Sergio Aureli, responsabile frontalieri del sindacato svizzero Unia spiega che l’esito della consultazione in Ticino non dovrebbe avere conseguenze pratiche, dal momento che non spetta al Cantone ma a Berna legiferare in tema di lavoro.

«Seppur votato, l’esito del referendum sarà di difficile applicazione e non cambierà l’orientamento del mercato del lavoro cantonale». Lo conferma Sergio Aureli, responsabile frontalieri del sindacato svizzero Unia, secondo il quale l’esito del referendum in Svizzera non dovrebbe avere conseguenze pratiche, dal momento che non spetta al Cantone ma a Berna legiferare in tema di lavoro. «Il voto di oggi rappresenta la cartina al tornasole di una politica economica del Canton Ticino che non affronta in modo concreto le soluzioni ai problemi del mercato del lavoro - ha aggiunto -. Solo col dialogo si risolvono i problemi».

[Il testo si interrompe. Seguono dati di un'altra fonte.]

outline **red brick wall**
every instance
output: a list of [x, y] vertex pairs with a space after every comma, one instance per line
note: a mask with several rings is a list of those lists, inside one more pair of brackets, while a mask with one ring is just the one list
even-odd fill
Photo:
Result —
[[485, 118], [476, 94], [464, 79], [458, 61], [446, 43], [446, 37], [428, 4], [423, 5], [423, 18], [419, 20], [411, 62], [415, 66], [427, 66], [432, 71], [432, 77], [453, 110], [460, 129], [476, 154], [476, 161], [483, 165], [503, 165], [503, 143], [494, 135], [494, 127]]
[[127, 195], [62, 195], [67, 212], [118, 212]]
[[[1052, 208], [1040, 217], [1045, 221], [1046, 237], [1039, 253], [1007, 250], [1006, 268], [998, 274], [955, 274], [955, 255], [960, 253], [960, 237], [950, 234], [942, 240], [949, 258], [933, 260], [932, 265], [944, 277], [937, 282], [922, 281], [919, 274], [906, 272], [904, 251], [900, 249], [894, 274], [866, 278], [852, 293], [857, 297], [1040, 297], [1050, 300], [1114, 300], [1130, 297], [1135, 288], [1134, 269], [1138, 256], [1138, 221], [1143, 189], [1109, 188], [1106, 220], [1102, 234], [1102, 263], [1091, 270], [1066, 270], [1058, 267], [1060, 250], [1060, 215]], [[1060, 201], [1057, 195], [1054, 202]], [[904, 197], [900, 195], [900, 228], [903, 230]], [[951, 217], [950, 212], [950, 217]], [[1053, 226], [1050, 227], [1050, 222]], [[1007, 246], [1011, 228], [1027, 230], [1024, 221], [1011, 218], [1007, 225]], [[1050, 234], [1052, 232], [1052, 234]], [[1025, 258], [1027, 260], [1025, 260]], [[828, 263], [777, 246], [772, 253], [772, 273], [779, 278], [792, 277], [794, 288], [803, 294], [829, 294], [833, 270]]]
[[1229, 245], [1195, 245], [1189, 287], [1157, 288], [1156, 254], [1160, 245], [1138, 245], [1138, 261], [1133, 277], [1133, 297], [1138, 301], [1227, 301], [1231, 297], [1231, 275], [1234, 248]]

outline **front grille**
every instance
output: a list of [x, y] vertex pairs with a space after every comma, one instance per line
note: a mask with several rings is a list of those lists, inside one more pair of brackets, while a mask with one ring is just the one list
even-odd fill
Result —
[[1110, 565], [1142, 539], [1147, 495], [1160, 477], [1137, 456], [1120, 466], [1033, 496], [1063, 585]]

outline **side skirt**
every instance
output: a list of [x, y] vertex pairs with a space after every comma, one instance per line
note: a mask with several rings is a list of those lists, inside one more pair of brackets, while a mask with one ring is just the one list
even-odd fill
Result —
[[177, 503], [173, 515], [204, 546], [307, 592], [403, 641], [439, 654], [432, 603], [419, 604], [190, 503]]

«Errare è umano, perseverare è diabolico - afferma Francesco Dotti, consigliere regionale lombardo e vicepresidente della Commissione Speciale per i Rapporti con la Confederazione Svizzera di Regione Lombardia - Anche questo voto cantonale, come già accaduto il 9 febbraio 2014, non avrà applicazioni pratiche. La linea di Regione Lombardia non cambia: giù le mani dai frontalieri!». Chi auspica un intervento del Governo italiano per tornare al dialogo è Sydney Rampani, dell’Associazione Frontalieri Ticino: “Capisco le motivazioni di fondo che hanno portato i ticinesi a votare in questo modo, ma a questo punto l’accordo fiscale Italia-Svizzera non può andare in porto. Ora mi aspetto un intervento del nostro Governo».